L’ accordo di pace tra i maoisti di Prachanda e l’alleanza tra i partiti della coalizione democratica è sicuramente stata la mossa che ha permesso di abbattere la monarchia nepalese. Un accordo legato ad una finestra temporale limitata alla sola vittoria politica che è nato dalla necessità di rovesciare un regime che basava la sua forza sui contrasti interni all’opposizione. Ora però che il re Gyanendra non è più un problema i due maggiori soggetti politici del Paese tornano ad affrontarsi: da un lato il Partito del Congresso dall’altro il Partito Comunista.

Il primo, di ispirazione riformista moderata, ha origini socialiste e nonostante negli anni si sia convertito ad una visione più liberale dell’economia di mercato, fa ancora parte dell’Internazionale socialista. Fondato nel 1947, è stato guidato per lungo tempo dal suo attuale leader, il premier Girija Prasad Koirala, uomo politico di grande esperienza famoso per essere stato diverse volte primo ministro (dal 1991 al 1994, dal 1998 al 1999, dal 2000 al 2001, dal 30 aprile 2006 e dal 1° aprile 2007) e per la sua esacerbata opposizione al comunismo.

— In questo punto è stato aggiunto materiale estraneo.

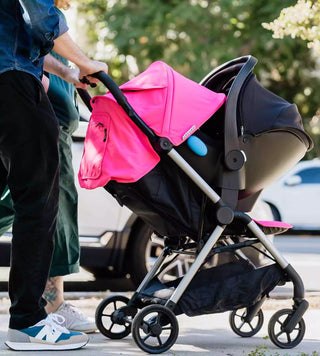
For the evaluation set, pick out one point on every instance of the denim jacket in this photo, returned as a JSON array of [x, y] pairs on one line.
[[27, 31]]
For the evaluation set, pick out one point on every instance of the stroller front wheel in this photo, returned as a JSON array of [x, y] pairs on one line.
[[277, 333], [244, 328], [112, 319], [155, 329]]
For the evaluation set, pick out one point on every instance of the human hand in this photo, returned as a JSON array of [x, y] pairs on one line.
[[92, 67], [45, 82]]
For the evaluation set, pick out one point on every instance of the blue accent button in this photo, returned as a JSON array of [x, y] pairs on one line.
[[197, 146]]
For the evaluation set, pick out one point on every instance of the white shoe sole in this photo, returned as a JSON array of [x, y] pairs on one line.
[[34, 346]]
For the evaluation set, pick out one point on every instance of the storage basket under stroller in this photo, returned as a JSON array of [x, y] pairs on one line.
[[195, 199]]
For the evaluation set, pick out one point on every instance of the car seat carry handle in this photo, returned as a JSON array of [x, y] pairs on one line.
[[233, 156], [123, 102], [234, 159]]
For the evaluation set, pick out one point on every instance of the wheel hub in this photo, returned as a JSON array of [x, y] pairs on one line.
[[117, 317], [155, 329]]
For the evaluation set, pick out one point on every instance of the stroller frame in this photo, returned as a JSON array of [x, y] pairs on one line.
[[128, 315]]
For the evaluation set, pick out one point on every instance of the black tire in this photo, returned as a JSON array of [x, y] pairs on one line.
[[280, 337], [104, 318], [154, 321], [242, 328]]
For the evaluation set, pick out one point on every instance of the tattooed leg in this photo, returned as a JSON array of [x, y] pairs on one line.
[[53, 294]]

Il Partito Comunista è invece guidato da Pushpa Kamal Dahal, rivoluzionario di impronta maoista il cui nome di battaglia, Prachanda, significa il fiero. Avvicinatosi al marxismo ancora in età scolare, nel 1994 è diventato leader del Partito Comunista Maoista Nepalese e capo della rivolta che ha portato alla guerra popolare del febbraio 1996. Da allora i comunisti controllano molti distretti, soprattutto nel Nepal occidentale, e questa egemonia ha permesso a Prachanda di sedersi al tavolo delle trattative consapevole della sua forza.

Tra i 20 punti proposti alla coalizione di maggioranza, Prachanda ha chiesto la ristrutturazione dello Stato in senso federale, la riforma agraria, l’espropriazione di parte dei terreni ai grandi latifondisti e la loro re-distribuzione alle fasce sociali più povere, la costruzione di infrastrutture e lo sfruttamento delle risorse energetiche. Un programma al quale Koirala sembra storcere il naso anche se l’alleanza con Prachanda ha fino ad ora permesso di gettare le basi per un Costituzione provvisoria.